“It felt like a car hit my house in Buffalo. I jumped out of bed,” Erie County Executive Mark Poloncarz said. Of Monday’s 3.8-magnitude earthquake.
A 3.8-magnitude earthquake struck near Buffalo, New York on Monday morning. The strongest recorded in the region in 40 years.
The quake struck at 6:15 a.m. 1.24 miles east-northeast of West Seneca, New York. With a depth of 1.86 miles, according to the U.S. Geological Survey.
Erie County Executive Mark Poloncarz said no damage had been reported so far in West Seneca. A suburb of Buffalo near the US-Canada border.
He said he spoke with Erie County Department of Homeland Security. And Emergency Services Deputy Commissioner Gregory J. Butcher. Who said “confirmed earthquakes were felt as far north as Niagara Falls and as far south as Orchard Park.”
“It felt like a car hit my house in Buffalo. I jumped out of bed,” Poloncarz said.
Yareb Altawel, a seismologist at the National Earthquake Information Center. Said earthquakes in the Northeast “happen all the time.” And earthquakes can strike anywhere at any time.
Since 1983, the West Seneca area has had 24 earthquakes above size 2.5. With Monday’s being the region’s largest ever.
Another 3.8 size earthquake hit western New York in 1999, Altawil said. “On the scale of earthquakes, 3.8 is not that big. But the crust of that region is old crust. It’s older and colder, and the ability to move seismic waves vs. sediments – that’s why people can feel it more. That is why earthquakes of size 1.0 can be felt in some places,” he said.
Altawil said the 3.8-magnitude earthquake was. “Not a major earthquake that you would expect to cause damage.”
Existing cracks and fault lines can cause earthquakes this far inland, he said.

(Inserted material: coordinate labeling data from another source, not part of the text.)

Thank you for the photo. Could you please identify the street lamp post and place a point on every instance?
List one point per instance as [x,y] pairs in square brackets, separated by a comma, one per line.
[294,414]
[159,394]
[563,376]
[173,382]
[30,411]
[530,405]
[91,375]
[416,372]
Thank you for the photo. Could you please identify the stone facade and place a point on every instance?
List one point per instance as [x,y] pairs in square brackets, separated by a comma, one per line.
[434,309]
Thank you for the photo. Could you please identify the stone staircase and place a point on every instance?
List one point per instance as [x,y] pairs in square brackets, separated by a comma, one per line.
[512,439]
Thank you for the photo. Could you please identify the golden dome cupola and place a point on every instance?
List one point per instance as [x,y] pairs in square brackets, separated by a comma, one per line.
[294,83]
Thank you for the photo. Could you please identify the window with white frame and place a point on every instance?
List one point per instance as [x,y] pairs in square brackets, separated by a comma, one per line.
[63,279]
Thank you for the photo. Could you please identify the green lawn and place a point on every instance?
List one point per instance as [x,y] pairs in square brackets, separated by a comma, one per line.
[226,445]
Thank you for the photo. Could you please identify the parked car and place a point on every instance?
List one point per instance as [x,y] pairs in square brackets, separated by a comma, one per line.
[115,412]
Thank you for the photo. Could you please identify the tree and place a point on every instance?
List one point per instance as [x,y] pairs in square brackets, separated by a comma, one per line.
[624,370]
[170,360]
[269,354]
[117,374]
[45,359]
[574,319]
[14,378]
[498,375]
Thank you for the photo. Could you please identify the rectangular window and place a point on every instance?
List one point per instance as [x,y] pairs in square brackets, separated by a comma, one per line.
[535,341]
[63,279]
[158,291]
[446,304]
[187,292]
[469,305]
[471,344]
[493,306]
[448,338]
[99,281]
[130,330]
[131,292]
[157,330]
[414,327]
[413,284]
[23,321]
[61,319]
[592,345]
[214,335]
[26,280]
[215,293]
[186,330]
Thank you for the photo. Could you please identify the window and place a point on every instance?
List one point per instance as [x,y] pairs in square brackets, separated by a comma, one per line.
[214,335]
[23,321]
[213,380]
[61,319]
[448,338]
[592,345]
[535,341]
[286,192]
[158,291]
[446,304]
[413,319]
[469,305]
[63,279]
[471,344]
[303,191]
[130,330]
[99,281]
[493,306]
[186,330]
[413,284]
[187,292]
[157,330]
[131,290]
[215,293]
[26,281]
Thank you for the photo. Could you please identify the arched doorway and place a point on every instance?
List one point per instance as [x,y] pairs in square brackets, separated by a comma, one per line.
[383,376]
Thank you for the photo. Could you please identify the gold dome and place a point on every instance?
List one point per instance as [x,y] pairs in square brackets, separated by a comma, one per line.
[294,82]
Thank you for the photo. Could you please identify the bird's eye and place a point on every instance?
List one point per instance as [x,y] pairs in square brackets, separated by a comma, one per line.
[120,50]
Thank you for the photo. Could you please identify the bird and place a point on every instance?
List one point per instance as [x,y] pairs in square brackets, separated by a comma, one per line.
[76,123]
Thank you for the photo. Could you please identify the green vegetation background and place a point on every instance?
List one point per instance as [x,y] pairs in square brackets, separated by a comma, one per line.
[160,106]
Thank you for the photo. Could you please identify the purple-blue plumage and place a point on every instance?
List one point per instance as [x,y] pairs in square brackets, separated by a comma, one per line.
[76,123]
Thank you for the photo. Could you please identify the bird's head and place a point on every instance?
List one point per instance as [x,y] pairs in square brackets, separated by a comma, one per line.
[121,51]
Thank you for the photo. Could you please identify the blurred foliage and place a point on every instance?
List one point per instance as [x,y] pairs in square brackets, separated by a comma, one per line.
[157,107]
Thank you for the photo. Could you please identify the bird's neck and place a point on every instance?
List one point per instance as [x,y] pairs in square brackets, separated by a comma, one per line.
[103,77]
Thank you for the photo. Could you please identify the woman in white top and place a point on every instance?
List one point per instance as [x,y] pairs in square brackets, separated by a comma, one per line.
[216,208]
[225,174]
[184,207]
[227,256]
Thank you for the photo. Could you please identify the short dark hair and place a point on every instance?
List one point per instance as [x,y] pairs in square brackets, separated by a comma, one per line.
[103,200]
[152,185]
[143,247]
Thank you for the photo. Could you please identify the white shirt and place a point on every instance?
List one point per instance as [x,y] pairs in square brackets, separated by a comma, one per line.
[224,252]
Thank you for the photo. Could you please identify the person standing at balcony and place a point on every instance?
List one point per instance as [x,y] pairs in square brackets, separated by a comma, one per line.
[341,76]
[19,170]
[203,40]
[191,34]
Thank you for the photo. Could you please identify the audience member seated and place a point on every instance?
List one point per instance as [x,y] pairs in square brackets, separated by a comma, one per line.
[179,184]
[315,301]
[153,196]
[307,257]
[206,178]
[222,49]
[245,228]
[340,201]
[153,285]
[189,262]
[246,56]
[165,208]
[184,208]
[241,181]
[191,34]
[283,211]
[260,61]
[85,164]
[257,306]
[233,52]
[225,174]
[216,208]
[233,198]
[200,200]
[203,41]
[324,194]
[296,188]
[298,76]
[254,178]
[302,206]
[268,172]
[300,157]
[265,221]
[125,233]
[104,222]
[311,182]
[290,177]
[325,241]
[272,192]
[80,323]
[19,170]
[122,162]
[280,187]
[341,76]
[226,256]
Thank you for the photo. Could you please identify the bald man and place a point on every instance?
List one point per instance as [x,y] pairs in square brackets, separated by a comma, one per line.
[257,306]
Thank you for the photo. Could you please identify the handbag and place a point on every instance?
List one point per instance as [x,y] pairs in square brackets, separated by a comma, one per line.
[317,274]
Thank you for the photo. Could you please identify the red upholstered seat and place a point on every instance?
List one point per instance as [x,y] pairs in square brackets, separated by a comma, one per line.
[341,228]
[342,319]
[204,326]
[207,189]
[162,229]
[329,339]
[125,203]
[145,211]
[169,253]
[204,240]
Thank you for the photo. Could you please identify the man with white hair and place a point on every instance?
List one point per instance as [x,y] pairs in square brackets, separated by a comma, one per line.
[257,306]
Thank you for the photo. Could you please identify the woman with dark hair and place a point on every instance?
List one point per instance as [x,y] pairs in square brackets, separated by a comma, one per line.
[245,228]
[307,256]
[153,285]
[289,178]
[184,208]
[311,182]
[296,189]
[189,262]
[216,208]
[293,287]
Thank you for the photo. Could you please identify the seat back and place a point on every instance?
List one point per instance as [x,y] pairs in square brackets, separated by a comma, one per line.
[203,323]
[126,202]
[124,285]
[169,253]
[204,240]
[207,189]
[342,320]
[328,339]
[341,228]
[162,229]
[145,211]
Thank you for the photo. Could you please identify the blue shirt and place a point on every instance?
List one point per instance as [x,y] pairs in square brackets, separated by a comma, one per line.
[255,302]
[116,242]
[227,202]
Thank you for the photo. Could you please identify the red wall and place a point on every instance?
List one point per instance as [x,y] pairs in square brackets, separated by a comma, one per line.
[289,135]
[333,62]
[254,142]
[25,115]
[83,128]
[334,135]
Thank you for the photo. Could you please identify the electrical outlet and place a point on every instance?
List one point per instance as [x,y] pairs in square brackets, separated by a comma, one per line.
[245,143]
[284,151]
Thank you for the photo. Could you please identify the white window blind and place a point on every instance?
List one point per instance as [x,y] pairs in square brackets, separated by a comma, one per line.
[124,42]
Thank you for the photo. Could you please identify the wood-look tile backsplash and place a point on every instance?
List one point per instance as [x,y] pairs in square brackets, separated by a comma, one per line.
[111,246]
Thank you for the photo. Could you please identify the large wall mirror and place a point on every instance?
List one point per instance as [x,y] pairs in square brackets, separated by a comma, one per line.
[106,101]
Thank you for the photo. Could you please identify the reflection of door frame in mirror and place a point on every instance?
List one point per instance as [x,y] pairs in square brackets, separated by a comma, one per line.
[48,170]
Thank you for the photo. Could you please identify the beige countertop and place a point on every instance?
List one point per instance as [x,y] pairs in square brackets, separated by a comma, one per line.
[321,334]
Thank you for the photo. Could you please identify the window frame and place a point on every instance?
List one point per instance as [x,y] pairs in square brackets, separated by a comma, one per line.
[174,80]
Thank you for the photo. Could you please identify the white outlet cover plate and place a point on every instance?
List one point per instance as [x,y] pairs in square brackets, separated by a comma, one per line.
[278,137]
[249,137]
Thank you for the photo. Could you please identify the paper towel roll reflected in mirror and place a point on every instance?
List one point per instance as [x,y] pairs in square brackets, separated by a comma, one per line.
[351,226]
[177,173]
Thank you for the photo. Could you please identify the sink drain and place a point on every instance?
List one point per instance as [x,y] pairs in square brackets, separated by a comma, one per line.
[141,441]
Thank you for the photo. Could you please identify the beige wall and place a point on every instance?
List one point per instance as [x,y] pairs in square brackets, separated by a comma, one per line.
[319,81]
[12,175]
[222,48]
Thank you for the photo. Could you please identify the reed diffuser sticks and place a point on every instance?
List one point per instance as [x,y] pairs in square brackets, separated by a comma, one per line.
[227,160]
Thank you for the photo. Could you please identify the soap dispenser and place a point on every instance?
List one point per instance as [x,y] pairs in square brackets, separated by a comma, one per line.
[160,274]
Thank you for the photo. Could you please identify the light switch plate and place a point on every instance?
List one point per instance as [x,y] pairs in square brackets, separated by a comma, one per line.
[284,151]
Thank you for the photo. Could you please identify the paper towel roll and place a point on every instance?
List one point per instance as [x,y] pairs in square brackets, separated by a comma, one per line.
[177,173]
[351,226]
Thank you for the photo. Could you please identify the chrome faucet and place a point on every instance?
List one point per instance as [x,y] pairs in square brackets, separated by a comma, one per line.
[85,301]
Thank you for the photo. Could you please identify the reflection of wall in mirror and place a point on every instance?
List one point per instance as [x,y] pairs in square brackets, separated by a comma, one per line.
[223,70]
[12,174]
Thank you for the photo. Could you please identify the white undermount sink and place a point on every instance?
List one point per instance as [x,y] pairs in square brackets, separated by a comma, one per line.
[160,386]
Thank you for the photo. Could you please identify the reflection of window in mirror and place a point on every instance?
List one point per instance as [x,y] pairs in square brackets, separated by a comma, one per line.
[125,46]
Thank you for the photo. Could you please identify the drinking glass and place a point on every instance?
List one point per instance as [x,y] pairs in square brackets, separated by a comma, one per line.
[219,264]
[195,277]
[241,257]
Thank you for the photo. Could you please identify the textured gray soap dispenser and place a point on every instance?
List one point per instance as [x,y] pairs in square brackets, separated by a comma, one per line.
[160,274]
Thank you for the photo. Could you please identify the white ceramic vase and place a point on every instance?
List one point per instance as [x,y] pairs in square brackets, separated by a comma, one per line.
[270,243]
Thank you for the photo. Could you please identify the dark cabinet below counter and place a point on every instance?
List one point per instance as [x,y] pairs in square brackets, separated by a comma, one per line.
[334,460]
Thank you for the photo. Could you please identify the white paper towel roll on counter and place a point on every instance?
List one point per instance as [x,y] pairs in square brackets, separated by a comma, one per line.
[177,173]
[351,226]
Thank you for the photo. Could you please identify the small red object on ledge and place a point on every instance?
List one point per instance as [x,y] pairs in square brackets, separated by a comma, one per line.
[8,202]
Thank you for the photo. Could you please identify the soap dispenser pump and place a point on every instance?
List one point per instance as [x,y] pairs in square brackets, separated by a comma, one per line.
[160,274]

Altawil said, there is nothing unusual about this shock.
“I’d say it’s pretty normal. There was one in March 2022, a 2.6, another 2 in 2020. It’s happening at lower levels in the region,” he said.
Around the world, an initial 7.8-magnitude quake struck southeast Turkey hours. After a 7.5-magnitude quake shook buildings and killed more. Than 3,600 people in the country and neighboring Syria. Tolls are expected to rise sharply on both sides of the border.